# Conditions for Integral Functionals to have same Euler's Equations

## Theorem

Let $\mathbf y$ be a real $n$-dimensional vector-valued function.

Let $\map F {x, \mathbf y, \mathbf y'}$, $\map \Phi {x, \mathbf y}$ be real functions.

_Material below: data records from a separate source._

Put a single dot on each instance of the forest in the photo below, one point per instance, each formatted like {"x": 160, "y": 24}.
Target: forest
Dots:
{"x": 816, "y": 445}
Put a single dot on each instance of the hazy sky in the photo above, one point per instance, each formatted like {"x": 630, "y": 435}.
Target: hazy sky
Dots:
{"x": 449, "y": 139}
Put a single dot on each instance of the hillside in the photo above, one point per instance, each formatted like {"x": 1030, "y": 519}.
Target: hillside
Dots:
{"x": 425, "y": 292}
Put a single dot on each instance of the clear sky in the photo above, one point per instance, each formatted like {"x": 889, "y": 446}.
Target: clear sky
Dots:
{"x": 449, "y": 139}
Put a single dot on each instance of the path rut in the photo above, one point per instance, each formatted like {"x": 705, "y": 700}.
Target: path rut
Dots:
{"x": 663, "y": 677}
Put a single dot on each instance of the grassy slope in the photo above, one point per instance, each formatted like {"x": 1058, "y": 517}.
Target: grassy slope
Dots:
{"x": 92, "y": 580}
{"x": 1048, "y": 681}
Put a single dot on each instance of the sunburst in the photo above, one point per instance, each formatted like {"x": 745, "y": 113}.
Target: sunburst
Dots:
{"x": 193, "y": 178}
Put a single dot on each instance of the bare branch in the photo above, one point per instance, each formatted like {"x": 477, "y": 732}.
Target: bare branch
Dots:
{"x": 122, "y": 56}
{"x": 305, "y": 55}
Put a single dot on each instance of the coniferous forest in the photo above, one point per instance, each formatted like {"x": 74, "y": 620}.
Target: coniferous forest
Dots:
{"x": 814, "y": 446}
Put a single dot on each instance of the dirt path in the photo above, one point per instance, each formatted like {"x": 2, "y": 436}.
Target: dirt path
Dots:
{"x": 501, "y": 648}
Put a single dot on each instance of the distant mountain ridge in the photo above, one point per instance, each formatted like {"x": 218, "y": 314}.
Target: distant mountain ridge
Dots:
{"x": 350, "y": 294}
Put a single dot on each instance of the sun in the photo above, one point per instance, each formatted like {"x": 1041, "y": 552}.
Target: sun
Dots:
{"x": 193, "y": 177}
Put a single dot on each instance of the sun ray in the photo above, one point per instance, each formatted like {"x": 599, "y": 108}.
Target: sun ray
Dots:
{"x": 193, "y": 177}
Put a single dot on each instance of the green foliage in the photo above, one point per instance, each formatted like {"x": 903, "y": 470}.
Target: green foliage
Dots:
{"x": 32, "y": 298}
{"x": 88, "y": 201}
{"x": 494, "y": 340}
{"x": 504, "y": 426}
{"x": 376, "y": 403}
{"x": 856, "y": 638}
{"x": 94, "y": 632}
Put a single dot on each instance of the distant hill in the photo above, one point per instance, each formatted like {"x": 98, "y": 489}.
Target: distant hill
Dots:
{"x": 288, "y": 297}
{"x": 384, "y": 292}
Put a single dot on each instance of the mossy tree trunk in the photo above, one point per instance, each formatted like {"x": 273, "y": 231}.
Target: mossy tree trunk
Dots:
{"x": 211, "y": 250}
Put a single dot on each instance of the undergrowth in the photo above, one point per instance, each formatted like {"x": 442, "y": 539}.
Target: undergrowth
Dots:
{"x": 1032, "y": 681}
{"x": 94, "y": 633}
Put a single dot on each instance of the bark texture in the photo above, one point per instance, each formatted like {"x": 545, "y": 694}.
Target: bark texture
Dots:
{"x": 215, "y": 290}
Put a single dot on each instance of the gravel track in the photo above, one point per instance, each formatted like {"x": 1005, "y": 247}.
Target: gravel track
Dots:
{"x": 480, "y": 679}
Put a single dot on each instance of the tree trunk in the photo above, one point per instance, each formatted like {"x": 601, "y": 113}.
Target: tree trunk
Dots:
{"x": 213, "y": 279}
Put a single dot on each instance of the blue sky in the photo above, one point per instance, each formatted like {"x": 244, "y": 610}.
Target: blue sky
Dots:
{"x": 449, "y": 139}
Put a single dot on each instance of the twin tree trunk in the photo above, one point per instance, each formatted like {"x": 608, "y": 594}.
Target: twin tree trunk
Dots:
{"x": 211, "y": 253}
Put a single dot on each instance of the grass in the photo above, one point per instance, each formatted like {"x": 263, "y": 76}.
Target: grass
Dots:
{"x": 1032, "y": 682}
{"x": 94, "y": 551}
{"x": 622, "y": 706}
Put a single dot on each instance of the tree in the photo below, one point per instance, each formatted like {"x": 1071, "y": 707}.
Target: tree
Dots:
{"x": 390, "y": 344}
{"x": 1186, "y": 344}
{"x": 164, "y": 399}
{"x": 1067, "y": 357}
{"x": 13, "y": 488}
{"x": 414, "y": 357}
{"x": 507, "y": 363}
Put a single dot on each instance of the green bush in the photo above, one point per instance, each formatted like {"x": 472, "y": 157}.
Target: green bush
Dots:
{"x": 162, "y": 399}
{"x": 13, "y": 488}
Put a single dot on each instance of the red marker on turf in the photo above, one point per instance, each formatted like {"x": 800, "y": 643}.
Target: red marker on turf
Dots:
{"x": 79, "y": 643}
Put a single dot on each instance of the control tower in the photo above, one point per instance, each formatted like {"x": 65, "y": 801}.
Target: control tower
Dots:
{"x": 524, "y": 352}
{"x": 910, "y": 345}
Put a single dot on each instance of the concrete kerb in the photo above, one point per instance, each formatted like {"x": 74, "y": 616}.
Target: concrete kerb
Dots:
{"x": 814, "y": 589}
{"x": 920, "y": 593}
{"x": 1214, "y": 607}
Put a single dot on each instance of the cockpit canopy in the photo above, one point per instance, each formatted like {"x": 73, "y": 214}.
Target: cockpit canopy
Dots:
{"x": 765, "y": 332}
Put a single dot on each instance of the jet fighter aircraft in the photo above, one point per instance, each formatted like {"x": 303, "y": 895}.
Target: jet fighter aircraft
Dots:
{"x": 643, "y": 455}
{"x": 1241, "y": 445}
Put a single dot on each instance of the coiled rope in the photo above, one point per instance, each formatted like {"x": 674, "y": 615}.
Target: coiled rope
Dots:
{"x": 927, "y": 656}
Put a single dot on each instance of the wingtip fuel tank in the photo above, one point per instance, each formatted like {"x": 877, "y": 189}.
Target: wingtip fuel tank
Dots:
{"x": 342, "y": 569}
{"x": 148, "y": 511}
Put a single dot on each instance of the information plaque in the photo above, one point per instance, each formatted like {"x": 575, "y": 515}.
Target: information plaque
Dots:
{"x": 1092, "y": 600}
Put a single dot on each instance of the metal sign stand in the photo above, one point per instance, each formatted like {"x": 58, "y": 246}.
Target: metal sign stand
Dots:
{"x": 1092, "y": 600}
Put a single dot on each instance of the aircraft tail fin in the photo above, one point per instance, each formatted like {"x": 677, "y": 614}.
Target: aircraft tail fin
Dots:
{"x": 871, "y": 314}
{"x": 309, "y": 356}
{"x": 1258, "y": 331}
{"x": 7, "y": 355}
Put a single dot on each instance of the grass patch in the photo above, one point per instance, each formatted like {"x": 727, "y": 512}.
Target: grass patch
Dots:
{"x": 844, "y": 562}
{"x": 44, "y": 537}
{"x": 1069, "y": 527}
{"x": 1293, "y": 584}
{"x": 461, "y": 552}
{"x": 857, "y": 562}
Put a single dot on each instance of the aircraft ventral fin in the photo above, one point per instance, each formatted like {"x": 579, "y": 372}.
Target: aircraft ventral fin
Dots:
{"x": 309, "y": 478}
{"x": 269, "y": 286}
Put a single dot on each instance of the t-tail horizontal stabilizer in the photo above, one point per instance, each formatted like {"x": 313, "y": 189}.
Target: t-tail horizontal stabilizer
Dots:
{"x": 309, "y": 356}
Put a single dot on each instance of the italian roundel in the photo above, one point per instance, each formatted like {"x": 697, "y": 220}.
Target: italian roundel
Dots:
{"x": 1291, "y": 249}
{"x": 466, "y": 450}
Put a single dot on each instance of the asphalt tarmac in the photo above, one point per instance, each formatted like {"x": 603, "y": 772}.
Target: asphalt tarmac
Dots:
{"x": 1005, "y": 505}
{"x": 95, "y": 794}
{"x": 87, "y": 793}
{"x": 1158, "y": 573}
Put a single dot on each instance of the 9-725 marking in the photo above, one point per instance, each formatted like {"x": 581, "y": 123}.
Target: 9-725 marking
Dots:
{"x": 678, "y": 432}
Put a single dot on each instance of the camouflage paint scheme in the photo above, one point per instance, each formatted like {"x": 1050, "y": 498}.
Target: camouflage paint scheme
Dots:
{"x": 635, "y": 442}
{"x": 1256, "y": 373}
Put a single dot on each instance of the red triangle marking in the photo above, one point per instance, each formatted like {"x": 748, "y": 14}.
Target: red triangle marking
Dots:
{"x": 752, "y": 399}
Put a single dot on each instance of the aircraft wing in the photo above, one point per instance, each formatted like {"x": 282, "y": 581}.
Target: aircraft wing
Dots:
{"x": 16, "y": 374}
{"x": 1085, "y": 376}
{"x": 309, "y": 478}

Let $\Phi$ be twice differentiable.

Let:

 $\ds \Psi$ $=$ $\ds \frac {\d \Phi} {\d x}$ $\ds$ $=$ $\ds \frac {\partial \Phi} {\partial x} + \sum_{i \mathop = 1}^n \frac {\partial \Phi} {\partial y_i} y_i'$

Let $J_1$, $J_2$ be functionals such that:

$\ds J_1 \sqbrk {\mathbf y} = \int_a^b \map F {x, \mathbf y, \mathbf y'} \rd x$
$\ds J_2 \sqbrk {\mathbf y} = \int_a^b \paren {\map F {x, \mathbf y, \mathbf y'} + \map \Psi {x, \mathbf y, \mathbf y'} } \rd x$

Then $J_1$ and $J_2$ have same Euler's Equations.

## Proof

Euler's Equations for functional $J_1$ are:

$\ds F_{\mathbf y} - \frac \d {\d x} F_{\mathbf y'} = 0$

Equivalently, for $J_2$ we have

 $\ds \paren {F_{\mathbf y} + \Psi_{\mathbf y} } - \map {\frac \d {\d x} } {F_{\mathbf y'} + \Psi_{\mathbf y'} }$ $=$ $\ds \paren {F_{\mathbf y} - \frac \d {\d x} F_{\mathbf y'} } + \paren {\Psi_{\mathbf y} - \frac \d {\d x} \Psi_{\mathbf y'} }$ $\ds$ $=$ $\ds 0$ condition for the existence of extremum

Furthermore:

 $\ds \Psi_{\mathbf y}$ $=$ $\ds \frac {\partial^2 \Phi} {\partial \mathbf y \partial x} + \frac \partial {\partial \mathbf y} \sum_{j \mathop = 1}^n \frac {\partial \Phi} {\partial y_j} y_j'$ $\ds$ $=$ $\ds \frac {\partial^2 \Phi} {\partial \mathbf y \partial x} + \sum_{j \mathop = 1}^n \frac {\partial^2 \Phi} {\partial \mathbf y \partial y_j} y_j'$
 $\ds \Psi_{\mathbf y'}$ $=$ $\ds \frac {\partial^2 \Phi} {\partial \mathbf y' \partial x} + \frac \partial {\partial \mathbf y'} \sum_{j \mathop = 1}^n \frac {\partial \Phi} {\partial y_j} y_j'$ $\ds$ $=$ $\ds 0 + \sum_{j \mathop = 1}^n \paren {\frac {\partial^2 \Phi} {\partial \mathbf y' \partial y_j} y_j' + \frac {\partial \Phi} {\partial y_j} \frac {\partial y_j'} {\partial \mathbf y'} }$ $\ds$ $=$ $\ds \frac {\partial \Phi} {\partial \mathbf y}$ as $\frac {\partial y_i'} {\partial y_j'} = \delta_{i j}$, where $\delta_{i j}$ is the Kronecker Delta
 $\ds \frac {\d \Psi_{\mathbf y'} } {\d x}$ $=$ $\ds \frac {\partial \Psi_{\mathbf y'} } {\partial x} + \sum_{j \mathop = 1}^n \frac {\partial \Psi_{\mathbf y'} } {\partial y_j} \frac {\d y_j} {\d x} + \sum_{j \mathop = 1}^n \frac {\partial \Psi_{\mathbf y'} } {\partial y_j'} \frac {\d y_j'} {\d x}$ $\ds$ $=$ $\ds \frac {\partial^2 \Phi} {\partial x \partial \mathbf y} + \sum_{j \mathop = 1}^n \frac {\partial^2 \Phi} {\partial \mathbf y \partial y_j} y_j'$

Since $\Phi$ is twice differentiable, by Schwarz-Clairaut Theorem partial derivatives commute and:

$\Psi_{\mathbf y} - \dfrac \d {\d x} \Psi_{\mathbf y'} = 0$

Therefore, $J_1$ and $J_2$ have same Euler's Equations.